University of Pittsburgh School of Medicine, Department of Computational & Systems Biology, HillmanCancer Center Research Pavilion, 5117 Centre Ave, Pittsburgh, PA 15213, USA.
Curr Top Med Chem. 2011;11(3):281-90. doi: 10.2174/156802611794072641.

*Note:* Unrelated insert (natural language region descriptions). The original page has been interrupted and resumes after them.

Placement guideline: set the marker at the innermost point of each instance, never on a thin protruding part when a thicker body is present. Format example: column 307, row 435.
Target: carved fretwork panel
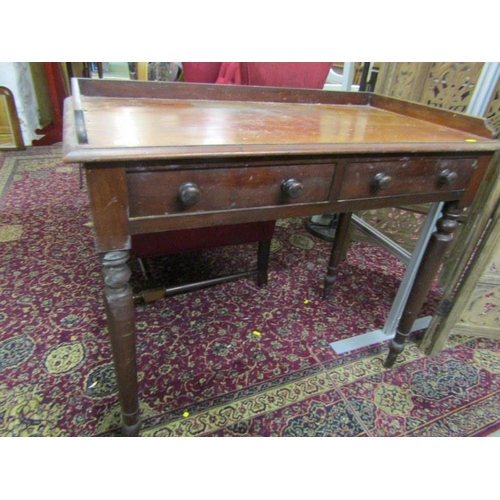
column 451, row 85
column 493, row 112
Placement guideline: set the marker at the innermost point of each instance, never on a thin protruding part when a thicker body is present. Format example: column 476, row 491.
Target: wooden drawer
column 405, row 177
column 160, row 192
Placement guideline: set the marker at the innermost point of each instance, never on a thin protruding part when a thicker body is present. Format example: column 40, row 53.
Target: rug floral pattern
column 232, row 360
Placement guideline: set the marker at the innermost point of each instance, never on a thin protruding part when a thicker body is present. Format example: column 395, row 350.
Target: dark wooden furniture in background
column 11, row 136
column 258, row 154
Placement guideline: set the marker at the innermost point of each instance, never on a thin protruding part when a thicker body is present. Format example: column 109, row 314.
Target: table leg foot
column 395, row 349
column 436, row 248
column 131, row 425
column 263, row 261
column 338, row 250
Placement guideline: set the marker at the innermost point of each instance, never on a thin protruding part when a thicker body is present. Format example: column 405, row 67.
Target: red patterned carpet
column 203, row 369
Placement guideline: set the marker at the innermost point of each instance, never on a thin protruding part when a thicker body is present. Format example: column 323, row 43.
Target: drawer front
column 189, row 191
column 405, row 177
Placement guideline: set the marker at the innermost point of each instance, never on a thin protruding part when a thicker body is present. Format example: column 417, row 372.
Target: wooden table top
column 118, row 126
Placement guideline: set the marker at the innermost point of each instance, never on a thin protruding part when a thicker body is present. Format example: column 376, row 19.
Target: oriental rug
column 230, row 360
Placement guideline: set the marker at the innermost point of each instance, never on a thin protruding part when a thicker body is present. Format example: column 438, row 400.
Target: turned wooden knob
column 381, row 181
column 447, row 177
column 292, row 188
column 189, row 194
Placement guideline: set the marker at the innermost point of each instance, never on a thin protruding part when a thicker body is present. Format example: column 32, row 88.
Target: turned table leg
column 121, row 326
column 431, row 261
column 338, row 251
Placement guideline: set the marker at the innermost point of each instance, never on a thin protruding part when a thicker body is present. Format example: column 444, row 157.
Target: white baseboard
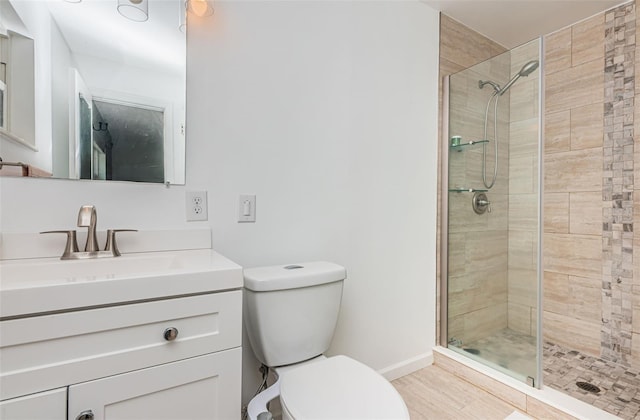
column 407, row 366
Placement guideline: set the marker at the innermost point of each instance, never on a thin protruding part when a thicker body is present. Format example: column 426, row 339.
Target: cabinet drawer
column 49, row 351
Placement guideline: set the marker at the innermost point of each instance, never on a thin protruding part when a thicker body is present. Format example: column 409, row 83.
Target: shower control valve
column 481, row 203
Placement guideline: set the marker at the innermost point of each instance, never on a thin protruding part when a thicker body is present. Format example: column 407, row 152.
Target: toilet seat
column 339, row 388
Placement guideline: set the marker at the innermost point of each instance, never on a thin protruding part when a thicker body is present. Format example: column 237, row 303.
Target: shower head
column 526, row 70
column 482, row 83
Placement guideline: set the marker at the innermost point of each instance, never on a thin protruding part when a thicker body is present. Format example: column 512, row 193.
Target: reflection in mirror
column 116, row 87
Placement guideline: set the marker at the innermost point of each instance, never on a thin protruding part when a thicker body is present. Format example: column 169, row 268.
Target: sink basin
column 40, row 285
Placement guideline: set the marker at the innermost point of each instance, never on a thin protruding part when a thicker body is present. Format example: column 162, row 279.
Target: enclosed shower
column 491, row 213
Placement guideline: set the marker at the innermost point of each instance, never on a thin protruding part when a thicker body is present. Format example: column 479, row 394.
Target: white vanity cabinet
column 203, row 387
column 48, row 405
column 173, row 358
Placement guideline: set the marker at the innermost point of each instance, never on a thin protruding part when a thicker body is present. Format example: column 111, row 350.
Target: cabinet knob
column 170, row 334
column 85, row 415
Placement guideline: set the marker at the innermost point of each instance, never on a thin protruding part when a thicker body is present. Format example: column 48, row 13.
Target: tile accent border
column 617, row 184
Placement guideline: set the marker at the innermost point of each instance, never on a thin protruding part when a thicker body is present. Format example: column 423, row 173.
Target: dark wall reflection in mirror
column 117, row 90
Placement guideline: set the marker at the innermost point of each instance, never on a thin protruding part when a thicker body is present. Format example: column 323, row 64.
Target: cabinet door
column 48, row 405
column 204, row 387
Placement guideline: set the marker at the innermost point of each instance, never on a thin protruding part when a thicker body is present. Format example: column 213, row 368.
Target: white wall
column 328, row 112
column 39, row 24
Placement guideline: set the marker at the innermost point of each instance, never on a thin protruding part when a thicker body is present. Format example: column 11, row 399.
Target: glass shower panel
column 493, row 227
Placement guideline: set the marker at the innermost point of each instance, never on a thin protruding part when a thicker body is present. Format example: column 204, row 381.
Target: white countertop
column 30, row 286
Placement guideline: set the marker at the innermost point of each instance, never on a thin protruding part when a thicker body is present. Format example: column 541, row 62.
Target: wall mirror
column 110, row 89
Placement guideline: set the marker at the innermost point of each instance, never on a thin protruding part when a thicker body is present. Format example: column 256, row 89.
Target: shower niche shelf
column 461, row 146
column 462, row 189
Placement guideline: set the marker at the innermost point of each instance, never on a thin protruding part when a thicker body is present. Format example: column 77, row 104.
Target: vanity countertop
column 42, row 285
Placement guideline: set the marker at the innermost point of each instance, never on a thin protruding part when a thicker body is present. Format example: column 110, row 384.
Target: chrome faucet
column 88, row 217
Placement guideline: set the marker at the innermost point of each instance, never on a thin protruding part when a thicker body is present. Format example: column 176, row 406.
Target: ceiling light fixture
column 200, row 8
column 136, row 10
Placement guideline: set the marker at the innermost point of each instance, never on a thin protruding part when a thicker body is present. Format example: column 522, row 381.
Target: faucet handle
column 72, row 242
column 88, row 217
column 111, row 244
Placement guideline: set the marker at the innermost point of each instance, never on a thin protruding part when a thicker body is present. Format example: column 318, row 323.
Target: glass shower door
column 493, row 197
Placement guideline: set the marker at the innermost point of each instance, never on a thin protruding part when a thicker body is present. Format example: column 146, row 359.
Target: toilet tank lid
column 292, row 276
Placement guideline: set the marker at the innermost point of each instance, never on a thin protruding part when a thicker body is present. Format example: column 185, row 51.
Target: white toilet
column 291, row 313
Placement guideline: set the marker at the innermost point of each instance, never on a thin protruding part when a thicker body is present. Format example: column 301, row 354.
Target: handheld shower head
column 526, row 70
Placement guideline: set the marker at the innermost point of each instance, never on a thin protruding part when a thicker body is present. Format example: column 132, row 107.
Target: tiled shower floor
column 562, row 368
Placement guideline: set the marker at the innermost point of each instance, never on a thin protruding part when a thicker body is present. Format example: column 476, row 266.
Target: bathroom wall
column 523, row 192
column 591, row 203
column 327, row 111
column 573, row 205
column 461, row 48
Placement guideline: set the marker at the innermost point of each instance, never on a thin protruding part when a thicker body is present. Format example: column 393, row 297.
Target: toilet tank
column 291, row 311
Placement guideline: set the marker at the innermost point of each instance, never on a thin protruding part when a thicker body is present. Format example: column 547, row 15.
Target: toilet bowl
column 290, row 313
column 339, row 388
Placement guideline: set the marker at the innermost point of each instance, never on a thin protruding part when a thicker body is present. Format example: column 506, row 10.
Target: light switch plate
column 247, row 208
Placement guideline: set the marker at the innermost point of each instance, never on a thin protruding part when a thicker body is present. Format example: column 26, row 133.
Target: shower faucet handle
column 480, row 203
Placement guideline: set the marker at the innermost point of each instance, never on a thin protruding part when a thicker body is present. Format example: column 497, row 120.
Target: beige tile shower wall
column 572, row 284
column 478, row 263
column 523, row 193
column 635, row 340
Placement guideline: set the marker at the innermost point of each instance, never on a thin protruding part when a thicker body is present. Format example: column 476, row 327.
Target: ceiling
column 514, row 22
column 95, row 28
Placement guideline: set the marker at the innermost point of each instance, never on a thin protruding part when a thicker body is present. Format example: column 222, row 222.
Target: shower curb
column 539, row 403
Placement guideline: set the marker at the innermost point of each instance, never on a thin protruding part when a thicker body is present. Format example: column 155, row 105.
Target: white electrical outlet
column 247, row 208
column 196, row 202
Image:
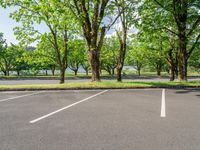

PUMA (p53 upregulated modulator of apoptosis) is a Bcl-2 homology 3 (BH3)-only Bcl-2 family member and a key mediator of apoptosis induced by a wide variety of stimuli. PUMA is particularly important in initiating radiation-induced apoptosis and damage in the gastrointestinal and hematopoietic systems. Unlike most BH3-only proteins, PUMA neutralizes all five known antiapoptotic Bcl-2 members though high affinity interactions with its BH3 domain to initiate mitochondria-dependent cell death. Using structural data on the conserved interactions of PUMA with Bcl-2-like proteins, we developed a pharmacophore model that mimics these interactions. In silico screening of the ZINC 8.0 database with this pharmacophore model yielded 142 compounds that could potentially disrupt these interactions. Thirteen structurally diverse compounds with favorable in silico ADME/Toxicity profiles have been retrieved from this set. Extensive testing of these compounds using cell-based and cell-free systems identified lead compounds that confer considerable protection against PUMA-dependent and radiation-induced apoptosis, and inhibit the interaction between PUMA and Bcl-xL.
PUMA(p53 上调的凋亡调节剂)是 Bcl-2 同源结构域 3(BH3)仅有的 Bcl-2 家族成员,也是多种刺激诱导凋亡的关键介质。PUMA 在启动辐射诱导的胃肠道和造血系统凋亡和损伤方面尤为重要。与大多数 BH3 仅有的蛋白不同,PUMA 通过其 BH3 结构域与所有五种已知的抗凋亡 Bcl-2 成员发生高亲和力相互作用,从而中和它们,以启动线粒体依赖性细胞死亡。利用关于 PUMA 与 Bcl-2 样蛋白的保守相互作用的结构数据,我们开发了一种模拟这些相互作用的药效团模型。使用该药效团模型对 ZINC 8.0 数据库进行计算机筛选,得到了 142 种可能破坏这些相互作用的潜在化合物。从该组中检索到 13 种具有良好的计算机药物代谢动力学/毒性特征的结构多样的化合物。对这些化合物进行广泛的基于细胞和无细胞的系统测试,确定了先导化合物,它们可显著防止 PUMA 依赖性和辐射诱导的凋亡,并抑制 PUMA 与 Bcl-xL 之间的相互作用。